Chutsky sbuffò leggermente, come risposta a quella che credeva una mia battuta. «Sì, esatto», disse. «Dove pensi che potrebbe essere, amico?»

«Per la verità, non ci penso proprio», replicai.

«Dexter», intervenne Deborah in tono di avvertimento.

Chutsky aggrottò le sopracciglia. Ne risultò una strana espressione, dato che non le aveva. «Che cosa vuoi dire?» chiese.

«Voglio dire… non vedo perché dovrebbe essere un mio problema. Non vedo perché io o comunque noi dobbiamo trovarlo. Lui ha avuto quello che voleva… perché non lasciare che finisca e se ne torni a casa?»
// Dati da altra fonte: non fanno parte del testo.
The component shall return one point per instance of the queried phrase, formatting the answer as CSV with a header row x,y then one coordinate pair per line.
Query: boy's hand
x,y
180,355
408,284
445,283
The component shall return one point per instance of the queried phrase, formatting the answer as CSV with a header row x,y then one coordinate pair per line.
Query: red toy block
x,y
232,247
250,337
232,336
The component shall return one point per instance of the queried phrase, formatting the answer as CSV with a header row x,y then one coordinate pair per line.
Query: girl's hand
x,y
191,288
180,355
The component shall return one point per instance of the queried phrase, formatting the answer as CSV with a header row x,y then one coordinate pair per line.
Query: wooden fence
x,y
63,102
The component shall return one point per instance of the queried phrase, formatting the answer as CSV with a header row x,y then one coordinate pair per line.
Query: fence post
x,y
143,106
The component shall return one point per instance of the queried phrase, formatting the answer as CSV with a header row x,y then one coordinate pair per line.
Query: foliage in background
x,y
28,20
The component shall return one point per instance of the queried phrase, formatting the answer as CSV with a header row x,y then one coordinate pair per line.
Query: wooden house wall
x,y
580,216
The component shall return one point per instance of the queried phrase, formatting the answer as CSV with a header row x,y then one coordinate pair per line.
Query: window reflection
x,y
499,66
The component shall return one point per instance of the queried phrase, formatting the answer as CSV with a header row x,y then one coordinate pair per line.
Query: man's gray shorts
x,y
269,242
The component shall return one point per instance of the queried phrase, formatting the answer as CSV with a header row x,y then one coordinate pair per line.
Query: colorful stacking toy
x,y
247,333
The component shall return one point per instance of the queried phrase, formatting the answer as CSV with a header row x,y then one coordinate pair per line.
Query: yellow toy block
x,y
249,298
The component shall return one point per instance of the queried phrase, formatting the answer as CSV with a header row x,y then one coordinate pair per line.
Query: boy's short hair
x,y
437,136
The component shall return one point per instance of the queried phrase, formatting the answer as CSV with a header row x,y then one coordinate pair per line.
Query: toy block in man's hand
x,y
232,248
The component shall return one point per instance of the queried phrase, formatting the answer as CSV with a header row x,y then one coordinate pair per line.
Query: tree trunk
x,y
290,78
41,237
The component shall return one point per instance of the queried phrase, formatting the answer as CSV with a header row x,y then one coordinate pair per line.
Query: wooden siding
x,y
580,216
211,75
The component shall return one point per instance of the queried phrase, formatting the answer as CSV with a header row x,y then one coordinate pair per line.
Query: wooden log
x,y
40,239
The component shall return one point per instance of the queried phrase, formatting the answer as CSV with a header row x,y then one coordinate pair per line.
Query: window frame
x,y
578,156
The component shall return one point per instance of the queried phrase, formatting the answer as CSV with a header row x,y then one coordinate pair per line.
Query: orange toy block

«Sta scherzando?» chiese Chutsky a Deborah, e se solo avesse avuto le sopracciglia, le avrebbe sollevate.

«Doakes non gli piace», spiegò Deborah.

«D’accordo, ma ascolta, Doakes è uno dei nostri», mi disse Chutsky.

«Non uno dei miei», replicai.

Chutsky scosse la testa. «Okay, questo è un problema tuo. In ogni caso dobbiamo trovare quell’uomo. È anche una questione politica e se non lo fermiamo è un casino.»

«Va bene», convenni. «Comunque non capisco perché debba essere un mio problema.» Mi parve una domanda molto sensata, anche se dalla sua reazione sembrava che volessi far esplodere una bomba in una scuola elementare.

«Gesù!» esclamò, e scosse la testa come per farsi beffe di me. «Sei proprio un bel tipo, amico.»

«Dexter», intervenne Deborah. «Guardaci.» Li guardai, Deb col suo gesso e Chutsky con la sua coppia di moncherini. A essere sinceri, non facevano molta paura. «Ci serve il tuo aiuto», disse.

«Debs, davvero…»

«Per favore, Dexter», implorò mia sorella, sapendo bene che quando me lo chiedeva così non riuscivo a dire di no.